Biggest delay lately has been the tech card (permit app) and the plans not matching in items and quantities. It is amazing with the slow economy that the EC's miss/omit items, or have 'fudged' counts. I'm not referencing device counts, but what I refer to as 'major' items', panels, large equip., etc.
As to the quality of the plans...most are good..a few are really bad. Egress lighting circuitry, panel schedules, load calcs, one-lines, etc., not addressed.
The above results in reject notices, phone calls, etc., and often a call from 'Administration'...."what's the hold-up?"
The only think I would say is you need those load calcs. We had a thread here recently about extending an existing circuit without and acknowledgment of what was already on it and what it served.
In the residential I see the plan is usually more of a guideline than an actual diagram of what they build, particularly if they are mastered. Pushing walls around usually changes outlet placement and it is very common that extra outlets get installed, either at customer request or to meet 210.52(A) requirements.

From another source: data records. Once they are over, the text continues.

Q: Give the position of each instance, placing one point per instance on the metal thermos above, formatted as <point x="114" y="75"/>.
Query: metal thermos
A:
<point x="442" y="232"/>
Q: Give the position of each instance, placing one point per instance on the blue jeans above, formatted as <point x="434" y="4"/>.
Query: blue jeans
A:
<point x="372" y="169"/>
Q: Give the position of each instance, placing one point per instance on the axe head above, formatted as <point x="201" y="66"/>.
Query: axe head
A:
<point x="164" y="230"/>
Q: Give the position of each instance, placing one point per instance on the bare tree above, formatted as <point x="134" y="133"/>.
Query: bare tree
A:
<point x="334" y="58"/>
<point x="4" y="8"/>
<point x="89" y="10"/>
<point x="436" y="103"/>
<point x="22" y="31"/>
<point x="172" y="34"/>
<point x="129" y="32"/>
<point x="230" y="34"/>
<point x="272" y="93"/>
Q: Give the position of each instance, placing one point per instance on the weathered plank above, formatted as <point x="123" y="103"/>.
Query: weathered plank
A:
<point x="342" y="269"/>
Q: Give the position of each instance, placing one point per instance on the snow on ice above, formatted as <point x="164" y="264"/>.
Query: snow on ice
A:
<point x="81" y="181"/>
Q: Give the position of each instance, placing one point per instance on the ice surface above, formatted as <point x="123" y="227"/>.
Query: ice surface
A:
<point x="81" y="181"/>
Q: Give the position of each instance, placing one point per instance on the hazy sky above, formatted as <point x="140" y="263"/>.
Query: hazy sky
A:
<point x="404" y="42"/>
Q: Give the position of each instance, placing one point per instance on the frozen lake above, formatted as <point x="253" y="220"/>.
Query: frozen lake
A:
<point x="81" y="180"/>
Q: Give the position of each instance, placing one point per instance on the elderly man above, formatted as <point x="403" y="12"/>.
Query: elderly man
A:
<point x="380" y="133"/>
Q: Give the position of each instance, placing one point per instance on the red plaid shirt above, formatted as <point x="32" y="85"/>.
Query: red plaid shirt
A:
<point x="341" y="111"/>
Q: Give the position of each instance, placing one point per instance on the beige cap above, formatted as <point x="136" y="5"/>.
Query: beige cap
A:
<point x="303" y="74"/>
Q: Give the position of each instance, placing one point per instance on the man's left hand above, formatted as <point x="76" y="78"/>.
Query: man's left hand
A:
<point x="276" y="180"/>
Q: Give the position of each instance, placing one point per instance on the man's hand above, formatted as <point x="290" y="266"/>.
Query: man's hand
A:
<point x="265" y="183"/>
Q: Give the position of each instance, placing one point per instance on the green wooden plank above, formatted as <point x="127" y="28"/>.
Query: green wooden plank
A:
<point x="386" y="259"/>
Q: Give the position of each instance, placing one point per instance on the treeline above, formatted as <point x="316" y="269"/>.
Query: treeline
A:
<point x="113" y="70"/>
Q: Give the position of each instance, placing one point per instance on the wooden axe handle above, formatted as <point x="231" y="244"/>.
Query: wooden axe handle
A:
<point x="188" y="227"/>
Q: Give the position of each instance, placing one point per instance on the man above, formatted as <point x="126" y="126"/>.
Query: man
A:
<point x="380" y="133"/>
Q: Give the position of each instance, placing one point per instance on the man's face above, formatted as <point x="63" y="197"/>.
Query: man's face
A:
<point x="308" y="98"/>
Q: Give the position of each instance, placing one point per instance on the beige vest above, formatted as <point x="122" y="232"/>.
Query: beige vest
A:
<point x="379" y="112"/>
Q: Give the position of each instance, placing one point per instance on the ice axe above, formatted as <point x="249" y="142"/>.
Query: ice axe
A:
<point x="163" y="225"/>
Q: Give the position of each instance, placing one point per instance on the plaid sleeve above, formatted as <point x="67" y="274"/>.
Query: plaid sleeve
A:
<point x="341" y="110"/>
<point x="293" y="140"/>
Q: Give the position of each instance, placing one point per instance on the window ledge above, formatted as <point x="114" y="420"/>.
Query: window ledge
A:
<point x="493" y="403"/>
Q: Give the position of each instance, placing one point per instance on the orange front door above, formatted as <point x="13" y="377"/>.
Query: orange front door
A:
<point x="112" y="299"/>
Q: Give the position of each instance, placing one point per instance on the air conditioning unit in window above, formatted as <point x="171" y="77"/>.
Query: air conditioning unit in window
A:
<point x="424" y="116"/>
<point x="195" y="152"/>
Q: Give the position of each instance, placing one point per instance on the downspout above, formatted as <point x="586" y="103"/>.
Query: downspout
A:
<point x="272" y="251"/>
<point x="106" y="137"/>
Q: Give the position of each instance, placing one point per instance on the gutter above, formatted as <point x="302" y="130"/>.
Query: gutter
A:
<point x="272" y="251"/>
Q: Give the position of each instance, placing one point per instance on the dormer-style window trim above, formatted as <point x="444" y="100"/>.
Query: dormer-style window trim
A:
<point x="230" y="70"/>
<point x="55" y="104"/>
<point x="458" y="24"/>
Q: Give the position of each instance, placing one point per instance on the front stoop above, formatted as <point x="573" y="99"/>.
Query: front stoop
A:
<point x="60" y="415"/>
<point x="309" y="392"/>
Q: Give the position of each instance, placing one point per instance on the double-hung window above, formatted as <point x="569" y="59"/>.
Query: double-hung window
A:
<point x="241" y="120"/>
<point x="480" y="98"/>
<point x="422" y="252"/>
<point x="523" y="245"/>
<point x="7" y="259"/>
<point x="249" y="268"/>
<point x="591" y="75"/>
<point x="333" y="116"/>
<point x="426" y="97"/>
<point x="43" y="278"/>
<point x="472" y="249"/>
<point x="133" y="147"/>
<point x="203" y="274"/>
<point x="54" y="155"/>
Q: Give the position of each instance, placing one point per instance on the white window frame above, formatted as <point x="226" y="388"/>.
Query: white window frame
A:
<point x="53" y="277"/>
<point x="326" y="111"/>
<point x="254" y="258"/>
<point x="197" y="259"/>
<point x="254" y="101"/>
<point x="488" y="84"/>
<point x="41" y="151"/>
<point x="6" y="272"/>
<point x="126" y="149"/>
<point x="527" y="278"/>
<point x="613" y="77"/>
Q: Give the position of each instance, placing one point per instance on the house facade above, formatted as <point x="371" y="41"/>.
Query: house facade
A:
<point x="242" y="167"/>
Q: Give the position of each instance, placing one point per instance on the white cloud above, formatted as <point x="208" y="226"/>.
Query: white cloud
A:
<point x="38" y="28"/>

There are a few architects out there that are very gifted or they have a good computer drafting program and make beautiful diagrams that fall short on electrical specifications. It is not uncommon to see things missing or left so vague that the plans can not be approved. The reason for plan review is to lessen the possibility of installing a system that will not meet code. An virtual inspection if you want to call it that. Type of usage, wiring method, raceway fill, type of raceway, type of wire, clearances from other items in the room, arc flash calculations, available fault current, loads on circuits and feeders, riser diagram, specifications on equipment requirements, details on system grounding, available voltage from utility, panel ledgers, location of exits and emergency lighting equipment, circuiting, overcurrent protection and I'm sure I left out some. I find it rather lax for an architect or engineer or design professional to submit a plan that has a disclaimer that says "Subject to local Codes" or uses a rubber stamp that has generic wording that is only basic information that is might say "To be installed to the current version of the NEC". Find out from the Building Department which version of the NEC is in place and design to that. I have a punch list that is useful when I perform a plan review that help me remember things to check.
The State of Michigan has a firm policy that requires that plans are sealed by a licensed Architect or Engineer. While this certainly helps we still see a lot of plans that get sent back.

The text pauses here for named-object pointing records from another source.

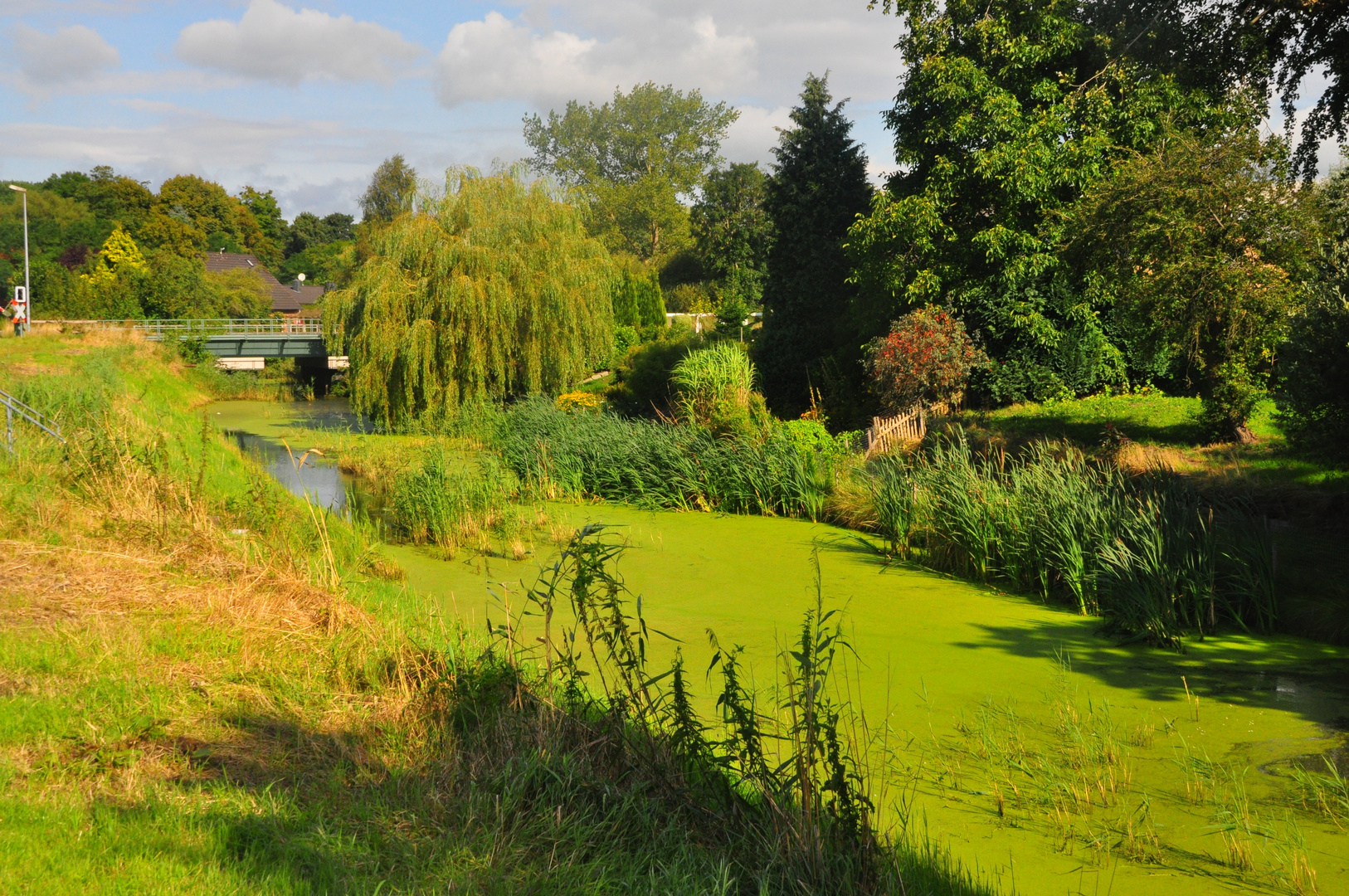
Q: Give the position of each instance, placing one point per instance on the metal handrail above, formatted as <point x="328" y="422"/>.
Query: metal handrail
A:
<point x="185" y="327"/>
<point x="34" y="416"/>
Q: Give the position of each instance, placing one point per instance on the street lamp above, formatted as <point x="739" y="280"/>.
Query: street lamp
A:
<point x="27" y="286"/>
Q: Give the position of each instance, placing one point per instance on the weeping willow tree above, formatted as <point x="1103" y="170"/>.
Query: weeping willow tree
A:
<point x="490" y="292"/>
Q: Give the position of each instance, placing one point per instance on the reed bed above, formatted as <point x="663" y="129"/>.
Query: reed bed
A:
<point x="1146" y="551"/>
<point x="660" y="465"/>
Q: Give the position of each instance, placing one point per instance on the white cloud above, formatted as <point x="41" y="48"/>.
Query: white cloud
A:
<point x="274" y="42"/>
<point x="754" y="134"/>
<point x="502" y="60"/>
<point x="69" y="56"/>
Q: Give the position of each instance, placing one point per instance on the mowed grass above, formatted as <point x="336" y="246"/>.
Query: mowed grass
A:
<point x="205" y="687"/>
<point x="1167" y="431"/>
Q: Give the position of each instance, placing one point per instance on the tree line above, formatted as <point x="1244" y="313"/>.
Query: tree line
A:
<point x="105" y="246"/>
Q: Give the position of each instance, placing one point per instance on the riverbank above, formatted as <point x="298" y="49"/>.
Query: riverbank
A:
<point x="207" y="686"/>
<point x="1019" y="732"/>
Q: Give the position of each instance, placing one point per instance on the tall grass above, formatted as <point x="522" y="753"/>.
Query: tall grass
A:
<point x="780" y="790"/>
<point x="1147" y="553"/>
<point x="450" y="499"/>
<point x="655" y="465"/>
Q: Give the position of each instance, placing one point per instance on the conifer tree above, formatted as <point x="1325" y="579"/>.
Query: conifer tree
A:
<point x="818" y="189"/>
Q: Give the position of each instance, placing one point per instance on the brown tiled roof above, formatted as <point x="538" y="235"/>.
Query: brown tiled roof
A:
<point x="285" y="299"/>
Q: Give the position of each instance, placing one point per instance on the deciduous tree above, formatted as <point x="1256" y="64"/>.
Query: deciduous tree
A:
<point x="631" y="159"/>
<point x="392" y="191"/>
<point x="1204" y="246"/>
<point x="495" y="292"/>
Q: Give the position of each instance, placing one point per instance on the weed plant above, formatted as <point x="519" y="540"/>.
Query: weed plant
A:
<point x="213" y="691"/>
<point x="779" y="790"/>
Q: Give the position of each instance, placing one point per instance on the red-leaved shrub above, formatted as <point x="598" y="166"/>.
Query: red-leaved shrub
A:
<point x="927" y="357"/>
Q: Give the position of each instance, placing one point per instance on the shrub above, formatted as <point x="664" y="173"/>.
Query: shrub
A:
<point x="1314" y="363"/>
<point x="641" y="383"/>
<point x="927" y="357"/>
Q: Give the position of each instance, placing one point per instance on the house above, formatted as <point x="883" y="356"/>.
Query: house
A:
<point x="297" y="299"/>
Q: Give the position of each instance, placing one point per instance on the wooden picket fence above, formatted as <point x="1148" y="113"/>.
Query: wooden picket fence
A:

I might post images of an Electrical Plan Set from some past Project, as an example of what I commonly include. Just need to make the posted stuff readable, and that's going to be really hard to do! The best option for readability, would be to link the PDF versions for download, then the Plan Sheets may be viewed via a "PDF Reader" (i.e. Adobe Acrobat Reader).
Nevertheless, I really appreciate the contributions so far - and for John making this Topic a "Sticky Note".
Scott " 35 " Thompson Just Say NO To Green Eggs And Ham!